Piazza 5 maggio in occasione dell’incontro con don Alberto Ravagnani
Vietare i cellulari fino a 16 anni, dunque, non è la soluzione per contrastare la solitudine giovanile?

«Vietare ha sempre lati positivi e negativi. Il problema è educativo. Si tratta di riuscire sempre di più a comprendere lo strumento – il cellulare, l’ambiente dei social – e come un ragazzo possa abitare quel mondo. Tenere fuori le persone da questi contesti, senza dare la possibilità di avvicinarsi progressivamente, non credo sia la soluzione giusta. Occorre formare i genitori, i professori, gli educatori, i preti per capire come aiutare i ragazzi ad abitare questi mondi in maniera buona».

Come si passa dalla ricerca dell’esperienza momentanea alla testimonianza quotidiana?

«Questa esperienza, questa festa, è una scintilla che ha la capacità di accendere un fuoco, che però va alimentato. Occorre che al di là di questo grande momento ci sia la possibilità per le persone di accumulare legna da bruciare: formazione umana, amici, momenti di preghiera. Però è importante che ci sia una motivazione forte. Se c’è una motivazione, un desiderio, un’aspirazione uno capisce che vale la pena e trova il modo, giorno dopo giorno, per raggiungere quell’obiettivo.

Il tema della festa è la santità, ma è ancora di moda?

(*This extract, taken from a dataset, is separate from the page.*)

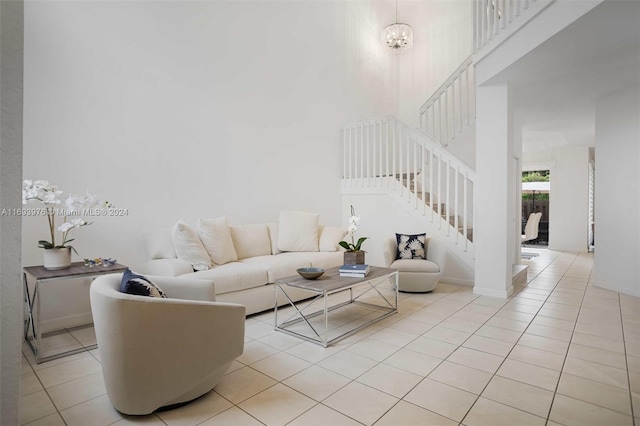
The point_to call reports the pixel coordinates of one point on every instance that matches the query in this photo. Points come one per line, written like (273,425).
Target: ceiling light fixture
(398,36)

«No. O meglio sì, ma bisogna renderla attuale. Noi cattolici dobbiamo capire cosa voglia dire essere insieme interpreti del Vangelo e interpreti di quest’epoca. Un santo è un uomo che vive da Dio nel suo tempo. Tutti i grandi Santi sono stati per certi versi fuori dal mondo, fuori dalle logiche della società, ma più di altri hanno rappresentato una rivoluzione per la loro epoca. Anche oggi la santità chiede ai cristiani di riuscire a trovare modi nuovi, anche trasgressivi, per essere gli interpreti migliori di quanto sta capitando adesso».

Il Papa ha chiesto ai giovani, nel messaggio per la trentanovesima GMG, di essere pellegrini e non semplici turisti, di camminare senza stancarsi. Come si fa?

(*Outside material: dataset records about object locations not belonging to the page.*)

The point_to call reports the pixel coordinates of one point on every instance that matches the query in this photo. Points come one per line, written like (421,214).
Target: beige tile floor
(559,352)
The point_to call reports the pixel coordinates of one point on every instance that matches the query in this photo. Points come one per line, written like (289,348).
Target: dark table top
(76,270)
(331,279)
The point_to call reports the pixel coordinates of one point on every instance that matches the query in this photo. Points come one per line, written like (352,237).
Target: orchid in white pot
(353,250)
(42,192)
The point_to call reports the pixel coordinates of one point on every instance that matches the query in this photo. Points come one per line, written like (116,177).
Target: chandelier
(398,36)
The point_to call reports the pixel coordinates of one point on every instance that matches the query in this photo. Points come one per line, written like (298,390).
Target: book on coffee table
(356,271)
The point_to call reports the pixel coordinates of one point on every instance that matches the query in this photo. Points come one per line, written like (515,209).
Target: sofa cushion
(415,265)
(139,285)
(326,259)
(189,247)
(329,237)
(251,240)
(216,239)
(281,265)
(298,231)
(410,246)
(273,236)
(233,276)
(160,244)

«È importante camminare insieme agli altri, perché da soli è tutto più difficile. Insieme non solo è più facile, ma è pure più giusto e più vero. Gesù non fa da solo il Messia, ma insieme ai discepoli. Anche noi, se vogliamo camminare verso Dio, la felicità, la santità, dobbiamo capire prima con chi stiamo camminando in quella direzione».

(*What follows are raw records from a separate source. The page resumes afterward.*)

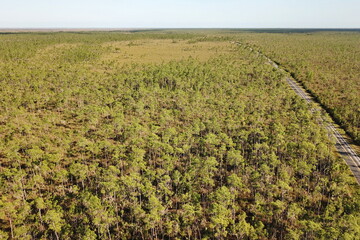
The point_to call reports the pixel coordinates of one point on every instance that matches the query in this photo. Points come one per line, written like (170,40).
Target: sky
(180,14)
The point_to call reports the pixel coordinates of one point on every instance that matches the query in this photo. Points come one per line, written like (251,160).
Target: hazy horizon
(141,14)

Fraternità è il nome della community che anima la festa, il motto è “Vivere da Dio”. Quindi, è possibile?

«Sì, lo testimoniano i ragazzi che stanno con me e animano questa giornata. Nel momento in cui un ragazzo fa un’esperienza forte di Dio e lo fa insieme ad altri amici la sua vita cambia, fiorisce, fa la differenza. Provare per credere. Credo che la santità oggi passi attraverso questi giovani che incontrano veramente Dio e riescono a stare in mezzo ai loro coetanei con una luce che il mondo, tante volte, sembra aver dimenticato. È grazie a questa piccola luce che tanti altri si illuminano».

https://youtu.be/s775MYU2eCs

«Cari ragazzi, aiutate gli adulti a ritornare giovani»

Il Vescovo e don Domenico Petti all'incontro con don Alberto Ravagnani
Il Vescovo con don Domenico Petti

La Festa diocesana dei giovani con don Alberto Ravagnani ha avuto come motore la consulta di Pastorale giovanile guidata da don Domenico Petti.

Il sacerdote è stato ringraziato dal vescovo mons. Giuseppe Giudice che ha detto ai presenti: «La santità non è una immagine edulcorata. Essere santi significa rispondere nella totalità, con tutta la nostra vita, al Signore che ci ama e ci vuole bene. Il quale non ci giudica ma ci aiuta a camminare. Vi do un compito: aiutate gli adulti a ritornare giovani».